There are competing explanations for why President Obama’s political standing has improved of late – it’s rarely just one thing – but don’t discount the importance of growing optimism.
Public confidence in the U.S. economy is bolstering President Barack Obama’s re-election chances even as Americans continue to view his stewardship skeptically.
Americans by 43 percent to 33 percent see themselves as better off rather than worse off since Obama took office in January 2009, according to a Bloomberg National Poll conducted Sept. 21-24. […]
“I certainly don’t think it’s where we want to be, but it’s better,” says poll respondent Mica Darley-Emerson, 34, of Camp Dennison, Ohio, who with her husband just bought a new house with a yard and screened porch to raise their 18-month-old daughter. “We leveraged ourselves to the hilt to do it, but we felt optimistic enough about the future to make that investment.”

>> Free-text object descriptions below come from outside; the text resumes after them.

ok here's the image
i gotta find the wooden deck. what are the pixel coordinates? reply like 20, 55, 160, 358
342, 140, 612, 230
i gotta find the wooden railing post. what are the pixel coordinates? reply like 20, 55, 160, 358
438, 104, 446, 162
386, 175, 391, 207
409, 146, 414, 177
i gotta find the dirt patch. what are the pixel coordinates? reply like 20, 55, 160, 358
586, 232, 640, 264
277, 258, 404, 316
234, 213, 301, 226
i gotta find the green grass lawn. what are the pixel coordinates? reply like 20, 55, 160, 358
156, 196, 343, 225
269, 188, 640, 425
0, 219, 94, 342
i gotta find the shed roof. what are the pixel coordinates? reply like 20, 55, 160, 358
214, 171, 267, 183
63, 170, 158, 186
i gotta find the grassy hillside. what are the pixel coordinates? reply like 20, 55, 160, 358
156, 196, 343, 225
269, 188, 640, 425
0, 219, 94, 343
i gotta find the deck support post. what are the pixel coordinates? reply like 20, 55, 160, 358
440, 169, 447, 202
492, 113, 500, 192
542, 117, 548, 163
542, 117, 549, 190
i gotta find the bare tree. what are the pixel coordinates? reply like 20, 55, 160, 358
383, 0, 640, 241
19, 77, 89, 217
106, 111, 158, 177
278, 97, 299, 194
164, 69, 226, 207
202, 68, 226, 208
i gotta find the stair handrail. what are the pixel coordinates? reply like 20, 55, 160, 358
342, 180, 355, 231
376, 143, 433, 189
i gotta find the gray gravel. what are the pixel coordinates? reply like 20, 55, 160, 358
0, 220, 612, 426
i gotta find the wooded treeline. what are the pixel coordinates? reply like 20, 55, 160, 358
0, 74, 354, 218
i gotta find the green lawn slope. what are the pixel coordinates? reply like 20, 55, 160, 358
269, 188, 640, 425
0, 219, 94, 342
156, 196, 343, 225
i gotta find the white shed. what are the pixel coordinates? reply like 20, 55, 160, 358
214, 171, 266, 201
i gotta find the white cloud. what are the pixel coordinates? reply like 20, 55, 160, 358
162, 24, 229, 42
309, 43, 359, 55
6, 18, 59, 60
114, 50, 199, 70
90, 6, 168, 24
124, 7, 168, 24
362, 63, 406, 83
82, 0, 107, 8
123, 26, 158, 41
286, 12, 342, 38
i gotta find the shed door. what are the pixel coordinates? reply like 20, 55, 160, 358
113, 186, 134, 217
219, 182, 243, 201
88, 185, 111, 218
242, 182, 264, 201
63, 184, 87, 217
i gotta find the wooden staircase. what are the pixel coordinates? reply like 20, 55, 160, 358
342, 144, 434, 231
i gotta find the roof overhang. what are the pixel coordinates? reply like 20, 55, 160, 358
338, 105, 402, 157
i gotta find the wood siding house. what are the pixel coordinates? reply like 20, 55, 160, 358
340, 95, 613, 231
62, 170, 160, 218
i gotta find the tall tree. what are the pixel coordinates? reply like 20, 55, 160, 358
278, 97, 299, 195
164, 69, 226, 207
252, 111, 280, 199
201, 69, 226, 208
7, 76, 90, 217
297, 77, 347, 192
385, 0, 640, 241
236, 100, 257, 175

We learned yesterday that consumer confidence is up; Gallup’s economic confidence index has clearly improved; and the most recent NBC/WSJ poll found a growing number of Americans believe the nation is on the right track and that the economy will continue to improve.
This is not to say Americans suddenly consider the status quo “morning in America,” but Republicans hoped frustration and pessimism would be the predominant public attitude at this point in the 2012 race, and there’s increasing evidence of the opposite. When coming to terms with Obama’s advantage at the polls, this very likely explains a lot.